Recipient of the Distinguished Clinical Teacher Award (2006) from the Fellow's Committee, National Institutes of Health "For outstanding contributions to the teaching of clinical fellows, and the advancement of clinical research". Also recipient of the NCI's Outstanding Mentor Award (2001).
Recipient of the Lennert Prize of the European Association for Haematopathology (2006). She was the first non-European to receive this award, and the only woman to date: "In recognition of your merits in developing a unique Lymphoma Classification, erasing the differences between both Atlantic sides, and your enormous and successful effort to integrate basic research and clinical diagnosis in the quotidian life of Haematopathology".

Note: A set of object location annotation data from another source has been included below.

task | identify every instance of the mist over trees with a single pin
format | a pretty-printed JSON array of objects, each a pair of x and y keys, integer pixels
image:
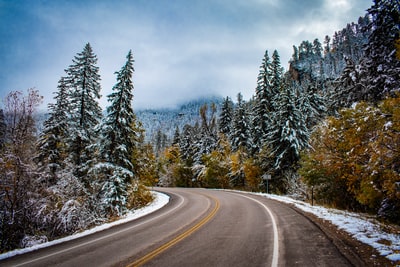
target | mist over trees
[
  {"x": 331, "y": 100},
  {"x": 82, "y": 169},
  {"x": 330, "y": 124}
]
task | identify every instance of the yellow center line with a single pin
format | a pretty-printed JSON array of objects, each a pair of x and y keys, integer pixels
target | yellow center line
[{"x": 177, "y": 239}]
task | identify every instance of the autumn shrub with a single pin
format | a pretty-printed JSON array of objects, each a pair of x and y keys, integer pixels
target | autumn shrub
[{"x": 354, "y": 161}]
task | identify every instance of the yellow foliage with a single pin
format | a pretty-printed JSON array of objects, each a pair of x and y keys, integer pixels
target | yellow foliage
[
  {"x": 252, "y": 173},
  {"x": 357, "y": 155}
]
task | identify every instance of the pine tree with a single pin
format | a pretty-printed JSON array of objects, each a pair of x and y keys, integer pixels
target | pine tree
[
  {"x": 288, "y": 133},
  {"x": 175, "y": 140},
  {"x": 3, "y": 128},
  {"x": 276, "y": 73},
  {"x": 84, "y": 83},
  {"x": 117, "y": 143},
  {"x": 240, "y": 135},
  {"x": 226, "y": 117},
  {"x": 381, "y": 68},
  {"x": 263, "y": 103},
  {"x": 52, "y": 140}
]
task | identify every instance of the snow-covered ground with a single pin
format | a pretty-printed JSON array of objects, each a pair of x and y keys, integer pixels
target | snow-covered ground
[
  {"x": 160, "y": 201},
  {"x": 364, "y": 229}
]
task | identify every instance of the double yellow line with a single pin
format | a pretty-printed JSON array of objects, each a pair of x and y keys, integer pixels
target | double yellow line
[{"x": 177, "y": 239}]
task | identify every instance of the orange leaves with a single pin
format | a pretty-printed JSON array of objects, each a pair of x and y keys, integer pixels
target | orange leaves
[{"x": 361, "y": 147}]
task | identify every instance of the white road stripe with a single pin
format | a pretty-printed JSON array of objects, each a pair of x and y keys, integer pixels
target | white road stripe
[
  {"x": 275, "y": 254},
  {"x": 104, "y": 237}
]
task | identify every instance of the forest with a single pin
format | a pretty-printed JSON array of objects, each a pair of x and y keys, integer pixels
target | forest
[{"x": 328, "y": 127}]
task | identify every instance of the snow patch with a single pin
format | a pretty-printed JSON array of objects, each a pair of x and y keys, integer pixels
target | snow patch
[
  {"x": 362, "y": 228},
  {"x": 160, "y": 200}
]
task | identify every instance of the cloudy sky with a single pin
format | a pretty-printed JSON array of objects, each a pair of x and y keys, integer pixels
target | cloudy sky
[{"x": 183, "y": 49}]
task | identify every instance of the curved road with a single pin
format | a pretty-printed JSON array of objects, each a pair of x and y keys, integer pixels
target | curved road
[{"x": 200, "y": 228}]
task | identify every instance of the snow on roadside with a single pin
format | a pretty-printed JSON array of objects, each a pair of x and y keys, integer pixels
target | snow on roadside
[
  {"x": 366, "y": 230},
  {"x": 160, "y": 200}
]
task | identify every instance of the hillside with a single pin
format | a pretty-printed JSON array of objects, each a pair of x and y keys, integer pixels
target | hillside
[{"x": 165, "y": 121}]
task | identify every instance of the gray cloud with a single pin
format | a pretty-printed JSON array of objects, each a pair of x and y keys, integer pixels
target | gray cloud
[{"x": 182, "y": 49}]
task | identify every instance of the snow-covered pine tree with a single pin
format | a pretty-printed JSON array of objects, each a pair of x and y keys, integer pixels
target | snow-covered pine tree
[
  {"x": 175, "y": 140},
  {"x": 117, "y": 143},
  {"x": 276, "y": 73},
  {"x": 381, "y": 68},
  {"x": 287, "y": 133},
  {"x": 241, "y": 131},
  {"x": 52, "y": 142},
  {"x": 263, "y": 104},
  {"x": 311, "y": 103},
  {"x": 83, "y": 81},
  {"x": 207, "y": 137},
  {"x": 3, "y": 128},
  {"x": 226, "y": 117}
]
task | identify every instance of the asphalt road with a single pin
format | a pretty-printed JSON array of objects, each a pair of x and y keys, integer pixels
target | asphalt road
[{"x": 200, "y": 228}]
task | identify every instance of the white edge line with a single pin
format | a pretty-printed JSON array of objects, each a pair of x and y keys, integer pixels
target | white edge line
[
  {"x": 86, "y": 233},
  {"x": 275, "y": 254}
]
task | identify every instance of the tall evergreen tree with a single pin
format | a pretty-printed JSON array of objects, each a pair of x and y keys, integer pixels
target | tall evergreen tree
[
  {"x": 381, "y": 68},
  {"x": 52, "y": 140},
  {"x": 3, "y": 128},
  {"x": 288, "y": 133},
  {"x": 226, "y": 117},
  {"x": 84, "y": 83},
  {"x": 240, "y": 135},
  {"x": 263, "y": 105},
  {"x": 276, "y": 73},
  {"x": 117, "y": 142}
]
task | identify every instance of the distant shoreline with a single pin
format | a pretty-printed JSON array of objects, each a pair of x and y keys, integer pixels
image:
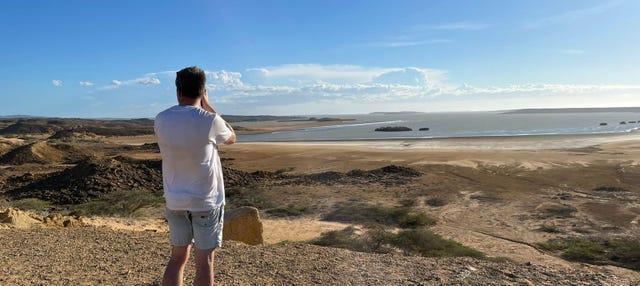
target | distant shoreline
[
  {"x": 574, "y": 110},
  {"x": 516, "y": 142}
]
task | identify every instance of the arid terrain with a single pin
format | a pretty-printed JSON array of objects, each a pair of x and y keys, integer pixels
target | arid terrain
[{"x": 506, "y": 198}]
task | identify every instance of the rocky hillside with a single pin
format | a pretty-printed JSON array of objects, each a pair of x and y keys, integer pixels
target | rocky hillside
[{"x": 92, "y": 256}]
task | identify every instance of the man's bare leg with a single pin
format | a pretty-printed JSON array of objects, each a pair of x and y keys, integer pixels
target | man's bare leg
[
  {"x": 175, "y": 268},
  {"x": 204, "y": 267}
]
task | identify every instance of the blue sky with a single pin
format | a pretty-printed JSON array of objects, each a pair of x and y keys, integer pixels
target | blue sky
[{"x": 118, "y": 58}]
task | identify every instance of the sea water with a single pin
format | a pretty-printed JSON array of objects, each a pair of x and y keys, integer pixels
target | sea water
[{"x": 458, "y": 124}]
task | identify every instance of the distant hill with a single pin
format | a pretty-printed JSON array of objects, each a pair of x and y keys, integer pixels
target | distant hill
[
  {"x": 573, "y": 110},
  {"x": 18, "y": 116},
  {"x": 395, "y": 112}
]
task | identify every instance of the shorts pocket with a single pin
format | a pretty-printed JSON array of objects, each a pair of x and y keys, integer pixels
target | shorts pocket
[{"x": 204, "y": 219}]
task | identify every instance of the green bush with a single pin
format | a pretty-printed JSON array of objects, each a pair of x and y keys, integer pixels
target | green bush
[
  {"x": 282, "y": 171},
  {"x": 418, "y": 242},
  {"x": 436, "y": 202},
  {"x": 363, "y": 213},
  {"x": 609, "y": 189},
  {"x": 252, "y": 195},
  {"x": 289, "y": 210},
  {"x": 424, "y": 242},
  {"x": 620, "y": 251},
  {"x": 32, "y": 204}
]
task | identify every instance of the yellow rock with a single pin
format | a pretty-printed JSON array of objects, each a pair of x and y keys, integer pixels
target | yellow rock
[
  {"x": 16, "y": 218},
  {"x": 243, "y": 224}
]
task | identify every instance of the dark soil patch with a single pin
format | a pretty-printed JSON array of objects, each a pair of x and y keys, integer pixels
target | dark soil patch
[{"x": 92, "y": 179}]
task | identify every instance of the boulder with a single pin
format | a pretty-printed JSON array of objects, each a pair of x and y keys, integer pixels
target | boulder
[
  {"x": 243, "y": 224},
  {"x": 16, "y": 218}
]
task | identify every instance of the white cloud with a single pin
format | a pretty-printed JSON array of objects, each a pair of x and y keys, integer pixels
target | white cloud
[
  {"x": 308, "y": 74},
  {"x": 308, "y": 88},
  {"x": 224, "y": 78},
  {"x": 146, "y": 81},
  {"x": 406, "y": 76},
  {"x": 571, "y": 15}
]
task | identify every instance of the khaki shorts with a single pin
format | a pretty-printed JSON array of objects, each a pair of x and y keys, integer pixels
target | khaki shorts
[{"x": 203, "y": 229}]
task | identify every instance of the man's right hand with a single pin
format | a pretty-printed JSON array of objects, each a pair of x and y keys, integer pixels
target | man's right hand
[{"x": 204, "y": 101}]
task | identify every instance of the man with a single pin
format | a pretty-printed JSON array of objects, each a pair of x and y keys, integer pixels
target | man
[{"x": 189, "y": 135}]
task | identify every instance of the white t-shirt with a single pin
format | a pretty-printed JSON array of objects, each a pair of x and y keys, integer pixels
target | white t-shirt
[{"x": 191, "y": 171}]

Named the Second Annual Anita B. Roberts Lecturer recognizing Distinguished Woman Scientists at the NIH (2007).
Co-Director of the USCAP Long Course entitled "Lymphoma and Leukemia: Integration of Morphology and Biologic Markers" (1998 with Dr. Cheryl Wilman). A great many presentations/lectures/panels at the USCAP from 1979 to the present time.
Chair, USCAP ad hoc Membership Committee (1999-2001), introduced the highly successful Ambassador's Program to recruit new Junior Members into the USCAP.
Hobbies include mountain-climbing and skiing with husband, Michael Evan Jaffe, in Colorado. Has two remarkable sons: Greg (Chief Pentagon Correspondent for the Wall Street Journal (and recipient of the Pulitzer Prize) and Cale (environmental attorney for the Southern Environmental Law Center. Relishes being with her four grandchildren.